The joint statement released today said Peel's shareholding in CSC post completion would be reduced from 24.7% to 23.2% assuming conversion of the convertible bonds. This reflects a re-pricing of the CSC shares issued to Peel from 368p to 400p.
In addition, Peel will be restricted from acquiring further shares in CSC that would increase its aggregate shareholding in CSC beyond 24.9% for a period of three years from completion.
As at 1 November 2010, the Trafford Centre was independently valued at £1.65bn. The effect of the adjusted pricing outlined above will be to increase CSC's pro forma net asset value (NAV) by 7p a share excluding the value of retained profits since 30 June 2010.
CSC said its value could rise to 625p a share, valuing the company at £4.2bn, significantly higher than rival Simon Property Group's indicative 425p/share bid.
John Whittaker, chairman of Peel, said: "CSC has 13 prime UK shopping centres with considerable untapped growth opportunities. I believe the existing NAV of CSC does not reflect the latent value that can be unlocked through, amongst other things, improving rental income, increasing square footage and adding leisure, catering and focus on customer ambience. The re-pricing of this transaction reflects my strong belief in the growth yet to come at CSC. By combining the extensive experience of the Peel and CSC teams in managing UK regional shopping centres we believe CSC will be well placed to realise this potential.

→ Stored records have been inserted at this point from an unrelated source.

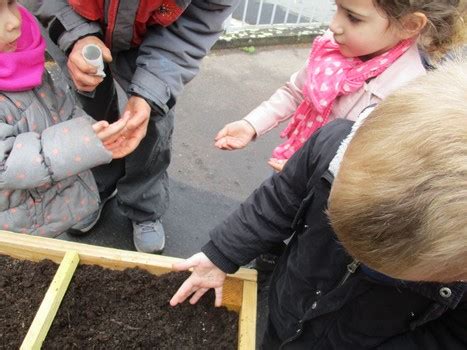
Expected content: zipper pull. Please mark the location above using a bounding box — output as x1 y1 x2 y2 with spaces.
347 260 360 273
339 260 360 286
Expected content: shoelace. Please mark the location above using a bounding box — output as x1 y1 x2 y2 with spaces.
137 221 154 233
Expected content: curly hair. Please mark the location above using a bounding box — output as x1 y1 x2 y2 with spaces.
373 0 466 58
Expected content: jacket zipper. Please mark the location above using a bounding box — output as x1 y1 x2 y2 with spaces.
339 260 360 286
279 260 360 350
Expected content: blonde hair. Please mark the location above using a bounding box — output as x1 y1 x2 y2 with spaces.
373 0 466 58
328 62 467 281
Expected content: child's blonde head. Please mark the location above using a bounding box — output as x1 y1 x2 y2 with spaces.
373 0 466 57
328 62 467 281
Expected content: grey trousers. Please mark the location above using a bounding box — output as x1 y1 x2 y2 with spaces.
78 61 174 222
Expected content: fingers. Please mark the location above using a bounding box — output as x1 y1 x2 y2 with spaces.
190 288 209 305
170 276 193 306
214 136 246 151
92 120 109 134
67 60 104 91
99 45 112 63
214 137 238 151
172 254 198 271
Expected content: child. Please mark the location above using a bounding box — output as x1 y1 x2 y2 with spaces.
0 0 128 237
215 0 463 171
170 63 467 350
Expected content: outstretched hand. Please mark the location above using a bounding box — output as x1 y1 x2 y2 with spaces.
214 119 256 151
268 158 287 173
105 96 151 158
170 253 226 306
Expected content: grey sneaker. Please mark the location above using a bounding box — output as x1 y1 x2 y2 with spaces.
67 189 117 236
132 220 165 253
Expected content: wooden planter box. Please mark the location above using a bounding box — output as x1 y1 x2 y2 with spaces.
0 230 256 350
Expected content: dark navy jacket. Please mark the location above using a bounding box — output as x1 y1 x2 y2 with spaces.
202 119 467 350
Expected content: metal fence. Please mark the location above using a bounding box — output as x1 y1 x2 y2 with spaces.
227 0 335 32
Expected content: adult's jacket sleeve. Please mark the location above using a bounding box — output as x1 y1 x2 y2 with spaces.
26 0 103 52
128 0 238 113
201 120 352 273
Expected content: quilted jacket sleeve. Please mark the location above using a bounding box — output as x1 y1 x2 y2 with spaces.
0 118 112 189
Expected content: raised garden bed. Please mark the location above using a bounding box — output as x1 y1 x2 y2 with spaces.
0 231 256 349
0 255 58 349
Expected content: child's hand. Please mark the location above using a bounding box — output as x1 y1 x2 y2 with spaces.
268 158 287 172
170 253 226 306
214 119 256 151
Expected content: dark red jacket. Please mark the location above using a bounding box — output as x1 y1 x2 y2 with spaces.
69 0 185 47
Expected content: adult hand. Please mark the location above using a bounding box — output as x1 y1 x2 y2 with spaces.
92 114 129 159
170 253 226 306
214 119 256 151
67 36 112 92
268 158 287 172
105 96 151 158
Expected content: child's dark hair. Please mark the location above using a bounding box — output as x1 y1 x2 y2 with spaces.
373 0 466 57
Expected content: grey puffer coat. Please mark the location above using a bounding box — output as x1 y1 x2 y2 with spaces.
0 64 112 237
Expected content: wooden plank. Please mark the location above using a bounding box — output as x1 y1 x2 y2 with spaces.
0 230 257 350
20 251 79 350
0 231 257 281
238 281 257 350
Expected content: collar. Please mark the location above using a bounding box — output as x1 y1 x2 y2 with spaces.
365 43 426 100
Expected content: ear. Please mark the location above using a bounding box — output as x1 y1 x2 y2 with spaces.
400 12 428 39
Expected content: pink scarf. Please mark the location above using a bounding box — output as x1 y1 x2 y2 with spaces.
272 33 413 160
0 6 45 91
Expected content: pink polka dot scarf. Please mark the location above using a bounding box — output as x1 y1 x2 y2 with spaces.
272 33 413 160
0 6 45 91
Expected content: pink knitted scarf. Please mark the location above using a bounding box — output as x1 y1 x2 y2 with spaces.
0 6 45 91
272 33 413 159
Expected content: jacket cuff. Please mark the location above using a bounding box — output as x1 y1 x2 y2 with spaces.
201 241 240 273
53 7 103 52
127 67 175 115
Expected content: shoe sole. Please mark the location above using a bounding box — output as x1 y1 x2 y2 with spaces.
133 223 165 254
67 189 117 236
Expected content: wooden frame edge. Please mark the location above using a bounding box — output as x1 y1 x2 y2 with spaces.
238 281 257 350
20 251 79 350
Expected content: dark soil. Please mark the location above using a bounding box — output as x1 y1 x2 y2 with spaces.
43 265 238 350
0 255 57 349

"The Trafford Centre is an outstanding retail and leisure destination in its own right. Its mix of retail, entertainment, theatre, leisure and sporting facilities has driven significant year-on-year growth in footfall which has led to substantial value out-performance. This successful formula applied to CSC's portfolio will provide a unique platform for growth for the benefit of all CSC shareholders."